A diary of a First World War officer who served in the trenches is going to auction.
The diary includes first-hand details of the conflict, the loss of friends and the tragedy of war, but with a surprising level of humour.
It was written by an unknown officer who served in the first Battle of Ypres with the Third Battalion Northumberland Fusiliers.
Appearing at an auction in Billingshurst, West Sussex, the document is well preserved and clearly legible, making the historical item a rarity for writing rescued from the trenches.
Bellmans Auctioneers books specialist Denise Kelly said:
“This incredible diary is so full of detail, I could not put it down, and turning the pages I was instantly transported back to the trenches as if I was standing next to the writer.
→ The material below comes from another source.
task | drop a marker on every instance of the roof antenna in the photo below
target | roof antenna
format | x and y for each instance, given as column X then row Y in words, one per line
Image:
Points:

“I experienced the close bond and trust between the officer and his men, I felt the cold, endless rain and horrific mud, I heard the endless noise of shelling and gunfire, realising very quickly why the life expectancy of these men was so short."
One of the most shocking revelations found in the diary says that German and British soldiers would warn one another in advance of shelling:
“When the Germans get word from their gunners our trenches are going to be shelled, they sign over to us, and the Brits do the same... General HQ would be pretty sick if they knew this”.
Inside his diary, which is expected to earn £600 at auction, are entries and copies of letters home from August 1914 - June 1915.
Despite the adversity the diary’s author faced, it features a surprising amount of humour - one passage reads:
“Billeted at Rosendaal Chateau, whole place shelled to pieces … had very fine Louis XV chairs to sit in and lovely china … a strange contrast!”
Denise added: “I have no idea how the writer survived as long as he did as I despaired reading endless names of his comrades falling to snipers, being shelled or missing.
“This is a fascinating, moving, historical record of horrific battles fought by very brave men”.